Seminar in Operational Research: Markov Decision Processes and Reinforcement Learning

Independent Teaching Activities

Lectures (Weekly Hours: 3, Credits: 6)

Course Type

Special Background

Prerequisite Courses It is desirable to have an elementary knowledge of probability theory, Markov chains, and linear/dynamic programming.
Language of Instruction and Examinations

Greek

Is the Course Offered to Erasmus Students

No

Course Website (URL) See eCourse, the Learning Management System maintained by the University of Ioannina.

Learning Outcomes

Learning outcomes

The theory of Markov decision processes (MDPs) - also known under the names sequential decision theory, stochastic control or stochastic dynamic programming - studies sequential optimisation of stochastic systems by controlling their transition mechanism over time. In particular, it provides solution methodologies for a wide range of problems concerning sequential decisions in a random environment, statistically modeled by a finite-state Markov chain. The optimal strategy is calculated by appropriate algorithms, which are derived and illustrated in the first part of the course. MDPs have applications in many areas including revenue management (e.g., hotel, airline, and rental car pricing), control of queues, financial engineering, telecommunications, manufacturing, and economics. MDPs provides the mathematical foundation of Reinforcement Learning (RL). RL is one of the most important and emerging categories of Machine Learning, due to the great flexibility of its algorithms in managing large state spaces in problems modeled as MDPs. The aim of the second part of the course is to present the basic principles of Reinforcement Learning, emphasizing both the necessary mathematical framework in which it is structured, and the algorithms, many of which are installed in the R and Matlab programs, for their better understanding.

General Competences

The course aims to enable students to:

  • Become familiar with the general theory and techniques related to MDPs.
  • Become familiar with the basic algorithmic methods for MDPs and become familiar with the reinforcement learning environment.

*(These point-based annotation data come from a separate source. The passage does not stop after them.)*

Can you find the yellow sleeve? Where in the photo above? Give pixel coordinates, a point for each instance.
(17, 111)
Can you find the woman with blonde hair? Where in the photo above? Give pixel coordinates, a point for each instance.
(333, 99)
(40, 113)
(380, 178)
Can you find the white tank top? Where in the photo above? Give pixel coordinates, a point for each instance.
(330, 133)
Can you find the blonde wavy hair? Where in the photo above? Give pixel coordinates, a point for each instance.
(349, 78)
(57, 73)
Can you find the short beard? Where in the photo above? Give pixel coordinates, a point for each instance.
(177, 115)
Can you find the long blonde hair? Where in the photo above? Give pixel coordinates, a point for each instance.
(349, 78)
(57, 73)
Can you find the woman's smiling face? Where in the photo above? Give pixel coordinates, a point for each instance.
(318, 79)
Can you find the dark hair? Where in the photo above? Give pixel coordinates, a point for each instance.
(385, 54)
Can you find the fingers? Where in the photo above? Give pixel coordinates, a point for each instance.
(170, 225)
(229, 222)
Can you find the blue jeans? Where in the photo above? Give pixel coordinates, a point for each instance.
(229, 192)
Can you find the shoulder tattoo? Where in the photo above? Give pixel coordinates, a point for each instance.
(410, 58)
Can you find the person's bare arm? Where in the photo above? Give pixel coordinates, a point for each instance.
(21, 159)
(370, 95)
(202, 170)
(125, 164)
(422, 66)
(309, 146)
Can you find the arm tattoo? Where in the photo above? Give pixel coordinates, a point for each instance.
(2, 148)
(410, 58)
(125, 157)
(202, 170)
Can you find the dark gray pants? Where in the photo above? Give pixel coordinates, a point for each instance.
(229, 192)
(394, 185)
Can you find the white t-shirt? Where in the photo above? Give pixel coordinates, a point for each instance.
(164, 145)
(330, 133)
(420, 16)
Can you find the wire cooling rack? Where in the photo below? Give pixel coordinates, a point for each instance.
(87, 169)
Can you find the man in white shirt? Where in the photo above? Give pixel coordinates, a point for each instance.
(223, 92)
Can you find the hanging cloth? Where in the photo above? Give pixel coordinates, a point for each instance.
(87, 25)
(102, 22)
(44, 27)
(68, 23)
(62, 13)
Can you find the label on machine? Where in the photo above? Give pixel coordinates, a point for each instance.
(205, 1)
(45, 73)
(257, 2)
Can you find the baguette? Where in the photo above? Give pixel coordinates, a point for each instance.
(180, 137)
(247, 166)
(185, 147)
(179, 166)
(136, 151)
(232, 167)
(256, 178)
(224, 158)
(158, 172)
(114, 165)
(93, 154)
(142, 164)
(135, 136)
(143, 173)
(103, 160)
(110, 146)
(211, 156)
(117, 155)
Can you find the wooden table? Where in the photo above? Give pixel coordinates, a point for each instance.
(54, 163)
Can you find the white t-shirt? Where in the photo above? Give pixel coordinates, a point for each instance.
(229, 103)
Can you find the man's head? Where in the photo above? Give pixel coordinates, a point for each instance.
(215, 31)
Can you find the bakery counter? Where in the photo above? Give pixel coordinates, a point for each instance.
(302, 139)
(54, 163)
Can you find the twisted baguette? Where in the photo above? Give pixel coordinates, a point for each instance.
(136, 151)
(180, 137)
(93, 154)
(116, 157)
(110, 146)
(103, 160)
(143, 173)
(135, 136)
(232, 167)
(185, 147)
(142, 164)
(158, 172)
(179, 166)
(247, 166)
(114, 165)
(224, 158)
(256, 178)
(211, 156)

At the end of the course, the student will be able to:

  • evaluate well-known theorems in the field of MDPs,
  • apply algorithmic methods for MDPs to real-world examples using R, Matlab software.
  • implement common RL algorithms in code.

Syllabus

MDPs in discrete time on a finite time horizon, MDPs in discrete time on an infinite time horizon. Properties of the Bellman equation, contraction and monotonicity, policy improvement algorithms, gradient descent, mirror descent and stochastic gradient descent. Basic principles of reinforcement learning, introduction to a simplified subclass of Reinforcement Learning problems also known as Multi-Armed Bandits. Reinforcement learning methods based on successive approximation algorithms (value iteration): Q-learning based on a single trajectory, with and without function approximation, offline and online versions. Reinforcement learning methods based on policy improvement algorithms (policy iteration): Policy gradient, natural policy gradient.

Teaching and Learning Methods - Evaluation

Delivery

Details will be determined by the teaching professor. Methods include presentations contacted by the students.

Use of Information and Communications Technology

Details will be determined by the teaching professor.

Teaching Methods
Activity Semester Workload
Study in class 39
Other activities determined by the teaching professor 111
Course total 150
Student Performance Evaluation

Take home problems plus a presentation. You work on the problems in groups of size 2. Other means of evaluation can be determined by the teaching professor.

Attached Bibliography

Bibliography is suggested by the teaching professor, depending on the subject under study.